School of Chemical and Material Engineering, Jiangnan University, Wuxi, 214122, People's Republic of China.
Nat Commun. 2024 Mar 22;15(1):2582. doi: 10.1038/s41467-024-46838-z.
Achieving untargeted chemical identification, isomeric differentiation, and quantification is critical to most scientific and technological problems but remains challenging. Here, we demonstrate an integrated SERS-based chemical taxonomy machine learning framework for untargeted structural elucidation of 11 epimeric cerebrosides, attaining >90% accuracy and robust single epimer and multiplex quantification with <10% errors. First, we utilize 4-mercaptophenylboronic acid to selectively capture the epimers at molecular sites of isomerism to form epimer-specific SERS fingerprints. Corroborating with in-silico experiments, we establish five spectral features, each corresponding to a structural characteristic: (1) presence/absence of epimers, (2) monosaccharide/cerebroside, (3) saturated/unsaturated cerebroside, (4) glucosyl/galactosyl, and (5) GlcCer or GalCer's carbon chain lengths. Leveraging these insights, we create a fully generalizable framework to identify and quantify cerebrosides at concentrations between 10 to 10M and achieve multiplex quantification of binary mixtures containing biomarkers GlcCer, and GalCer using their untrained spectra in the models.

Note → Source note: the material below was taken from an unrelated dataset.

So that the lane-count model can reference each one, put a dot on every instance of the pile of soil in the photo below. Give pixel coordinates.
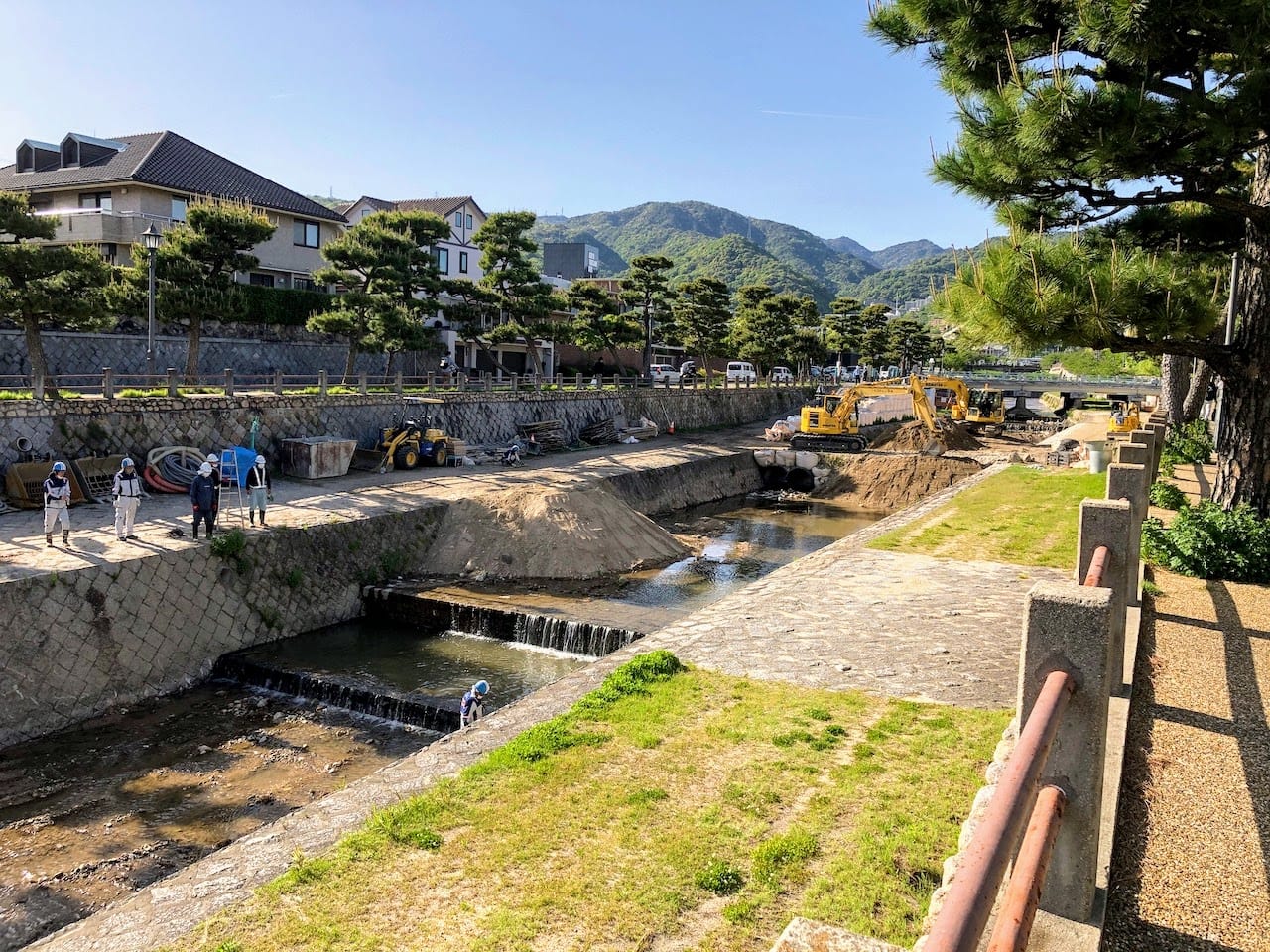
(915, 438)
(548, 534)
(885, 484)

实现非靶向化学物质鉴定、同分异构体区分和定量分析对于大多数科学和技术问题至关重要,但仍然具有挑战性。在这里,我们展示了一个基于 SERS 的集成化学分类机器学习框架,用于对 11 种差向异构脑苷脂进行非靶向结构阐明,达到了>90%的准确性,并具有稳健的单差向异构体和<10%误差的多重定量分析能力。首先,我们利用 4-巯基苯硼酸选择性地在异构体的分子部位捕获差向异构体,形成差向异构体特异性 SERS 指纹图谱。通过与计算机实验相结合,我们建立了五个光谱特征,每个特征对应一个结构特征:(1)差向异构体的存在/不存在,(2)单糖/脑苷脂,(3)饱和/不饱和脑苷脂,(4)葡萄糖基/半乳糖基,以及(5)GlcCer 或 GalCer 的碳链长度。利用这些见解,我们创建了一个完全可推广的框架,用于在 10 到 10M 之间的浓度范围内鉴定和定量脑苷脂,并利用模型中未训练的光谱实现包含生物标志物 GlcCer 和 GalCer 的二元混合物的多重定量分析。